Other characters, beautifully drawn, flit around the Ewings like fireflies, lighting up for a few pages, then flying off into the dark, not to be heard from again for many chapters, if at all. Their common thread is a sense of thrumming anxiety that never abates; if you’re not already a little on edge, Beautiful Children will definitely put you there.
The lives of the city’s runaways are etched with horrific immediacy. A pregnant waif named Daphney, who at one time delighted in seeing her face on a milk carton, learns the real meaning of transience the hard way. “I went to the stores,” she says, “but the cartons had all different kids. ... I couldn’t find me no more.”
The true star of Beautiful Children, though, is Bock’s hometown of Las Vegas, a place where it’s never really dark or quiet. “Waves of electricity, emanating from pop art facades, actually transforming the nature of the atmosphere, creating a mutation of night, a night that is not night—daytime at night,” he writes. “The twenty-four-hour bacchanal.

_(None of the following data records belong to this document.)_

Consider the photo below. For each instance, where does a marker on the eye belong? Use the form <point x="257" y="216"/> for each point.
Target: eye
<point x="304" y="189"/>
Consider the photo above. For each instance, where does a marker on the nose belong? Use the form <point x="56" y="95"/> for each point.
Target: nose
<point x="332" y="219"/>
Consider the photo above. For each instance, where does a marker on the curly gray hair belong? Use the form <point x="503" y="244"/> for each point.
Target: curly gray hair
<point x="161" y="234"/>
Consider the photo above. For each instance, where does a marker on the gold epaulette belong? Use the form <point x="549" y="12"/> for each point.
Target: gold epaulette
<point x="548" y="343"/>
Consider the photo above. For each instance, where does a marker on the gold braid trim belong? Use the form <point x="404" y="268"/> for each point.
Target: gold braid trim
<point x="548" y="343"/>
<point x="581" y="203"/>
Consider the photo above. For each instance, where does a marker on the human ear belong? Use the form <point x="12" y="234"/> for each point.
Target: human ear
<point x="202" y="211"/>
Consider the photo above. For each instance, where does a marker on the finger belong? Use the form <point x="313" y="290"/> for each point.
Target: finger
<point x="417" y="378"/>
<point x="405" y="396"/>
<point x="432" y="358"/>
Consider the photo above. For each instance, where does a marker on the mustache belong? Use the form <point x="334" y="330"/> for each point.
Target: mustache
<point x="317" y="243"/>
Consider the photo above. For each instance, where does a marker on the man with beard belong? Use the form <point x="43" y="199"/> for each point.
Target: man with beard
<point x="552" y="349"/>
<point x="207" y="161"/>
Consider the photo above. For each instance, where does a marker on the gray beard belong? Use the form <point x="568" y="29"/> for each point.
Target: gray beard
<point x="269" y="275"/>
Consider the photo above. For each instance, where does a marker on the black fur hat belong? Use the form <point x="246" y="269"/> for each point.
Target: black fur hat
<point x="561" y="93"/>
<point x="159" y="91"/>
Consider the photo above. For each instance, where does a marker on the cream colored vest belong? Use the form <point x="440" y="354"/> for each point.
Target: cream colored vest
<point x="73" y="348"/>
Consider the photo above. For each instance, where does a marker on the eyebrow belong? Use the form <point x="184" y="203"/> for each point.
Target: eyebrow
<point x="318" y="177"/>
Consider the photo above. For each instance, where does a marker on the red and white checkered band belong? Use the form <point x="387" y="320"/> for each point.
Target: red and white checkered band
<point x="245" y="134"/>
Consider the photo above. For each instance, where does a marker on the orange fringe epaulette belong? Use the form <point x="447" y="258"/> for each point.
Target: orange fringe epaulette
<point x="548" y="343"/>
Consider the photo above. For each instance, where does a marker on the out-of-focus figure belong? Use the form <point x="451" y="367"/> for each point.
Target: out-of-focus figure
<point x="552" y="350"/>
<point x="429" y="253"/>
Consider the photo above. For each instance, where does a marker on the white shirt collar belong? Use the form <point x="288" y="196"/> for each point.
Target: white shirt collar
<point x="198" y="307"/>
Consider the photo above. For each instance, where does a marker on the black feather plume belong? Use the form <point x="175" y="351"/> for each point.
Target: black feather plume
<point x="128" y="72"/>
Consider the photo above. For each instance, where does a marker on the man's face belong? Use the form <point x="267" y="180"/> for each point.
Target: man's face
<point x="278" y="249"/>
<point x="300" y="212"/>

The party without limits. The crown jewel of a country that has institutionalized indulgence.”
The author mostly steers clear of the Strip and other cleaned-up tourist areas, focusing instead on the seedy, abhorrently foul underbelly whose denizens keep the likes of the Mandalay and Bellagio running.
If you haven’t already lost your soul by the time you arrive in Vegas, Bock intimates, just give it a day or so.
Beautiful Children will undoubtedly disgust some readers (profanity and nastiness abound, tempered with wry humor), intrigue or infuriate others. It’ll never be on the Las Vegas tourism board’s list of recommended titles.
For those willing to wade into its slimy abyss, however, it will reward them with a wildly satisfying and disturbing literary journey, led by an author of blazing talent.